«
Ô muse, raconte-moi l’homme… » Ainsi l’aède débute-t-il ses récits, inspiré par la poésie d’Erato, bercé par le chant de Melpomène.
Il conte les exploits et les défaites des plus grands, des héros aux noms gravés dans le marbre.
L’Ulysse aux milles ruses, le grand Achille, le divin Heraclès sont autant de visages sculptés et de modèles pour célébrer la majesté de la Grèce d'antan.
Ces mythes qui ont bercés plus d’une oreille et continuent de noircir les pages de milliers de livres sont en réalité l’oeuvre de visionnaires, connus sous les noms d’Homère ou d’Ovide.
Les dieux en tant qu’Immortels ne furent qu’un mythe ; une légende déformée tant elle fut répétée.
On les pensait veiller sur les mortels du haut de leur Olympe, alors qu’ils n’étaient pas encore nés.
ϟϟϟ
dix-sept avril 2016, Conservatoire national d’Athènes.
Ses doigts courraient avec empressement sur les touches nacrées du piano.
Ses yeux clos, son esprit cloisonné dans ses pensées, elle visualisait un autre monde et se laissait bercer par la mélodie.
Elle se pensait errer dans le
Bois sacré cher aux arts et aux muses du célèbre peintre Puvis de Chavannes, alors qu’elle se trouvait dans une salle de spectacle, sur une immense scène avec pour seule compagnie son piano.
La musique l’habitait depuis toujours.
Elle avait l’oreille absolue.
Les sons et les notes s’échappaient de ses longs doigts gracieux et de toute sa personne émanait délicatesse, harmonie et légèreté.
Ses boucles d’or, remontées en un chignon désordonné, étaient maintenues par une broche imitant une branche de laurier.
Son professeur de musique l’appelait affectueusement
sa muse et elle souriait de ce surnom, ne sachant pourquoi il résonnait dans son esprit avec un goût de déjà vu.
ϟϟϟ
dix-neuf avril 2016, dans la région d’Athènes.
Les doigts cramponnés au volant de sa vieille voiture de collection, il sondait l’horizon du regard.

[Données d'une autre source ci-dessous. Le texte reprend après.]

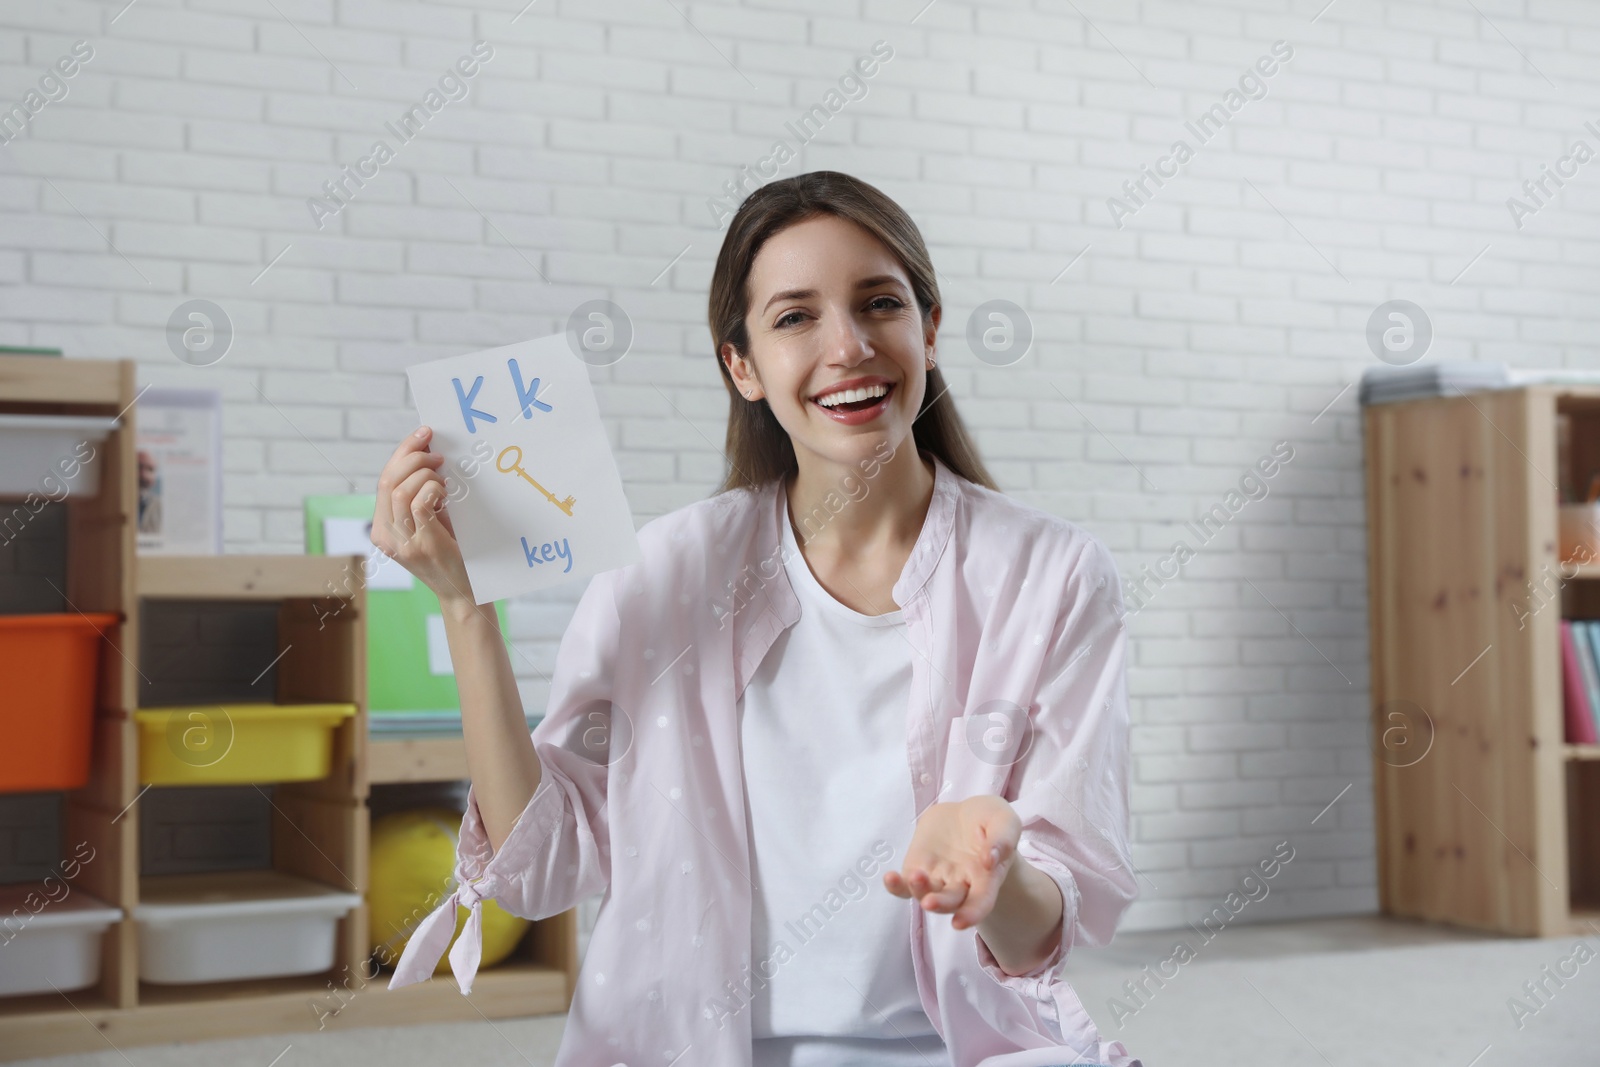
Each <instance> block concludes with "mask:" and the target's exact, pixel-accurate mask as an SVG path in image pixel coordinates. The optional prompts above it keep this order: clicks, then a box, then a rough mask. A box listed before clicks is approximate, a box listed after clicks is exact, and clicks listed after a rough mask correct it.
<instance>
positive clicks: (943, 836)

Seul sur la route, seul dans son fidèle cabriolet, il roulait sans but, sans fin.
Il avait tout plaqué pour changer d’environnement et de vie, laissant derrière lui amis, parents, et même une épouse qui ne devait pas comprendre ce choix impulsif.
Peut-être l’attendait-elle, peut-être avait-elle refait sa vie ; il ne lui en voudrait pas, cela faisait presque dix ans déjà qu’il était parti.
A cette époque, il avait ressenti un besoin accru d’aventure, de faire de nouvelles rencontres, de vivre une vraie épopée, une odyssée moderne.
La vie d'héritier lui était devenue inconfortable.
Maintenant, cette vie de nomade n’avait plus la même saveur, n’avoir aucun point d’ancrage était devenu pesant, mais il se demandait quel accueil lui serait offert s’il choisissait de retourner parmi les siens.
ϟϟϟ
Ainsi, c’est à notre époque, dans la grande ville d’Athènes, bien après la mort de ces grands poètes que les personnages mythologiques se sont incarnés.
Ici les colonnes cannelées, effondrées, ne soutiennent que péniblement les frontons sculptés des temples. Les oracles ne prédisent plus richesses et malheurs.
Les palais des rois n’ont plus aussi fière allure lorsque l’aurore aux doigts de rose se lève.
Les sabots des centaures ne bourdonnent pas entre les arbres des forêts.
Les glaives ont cessé de s’entrechoquer en rythme, mais cependant c’est dans cette nouvelle Grèce, une Grèce moderne, que les Zeus, Athéna et Apollon des mythes ont pris forme.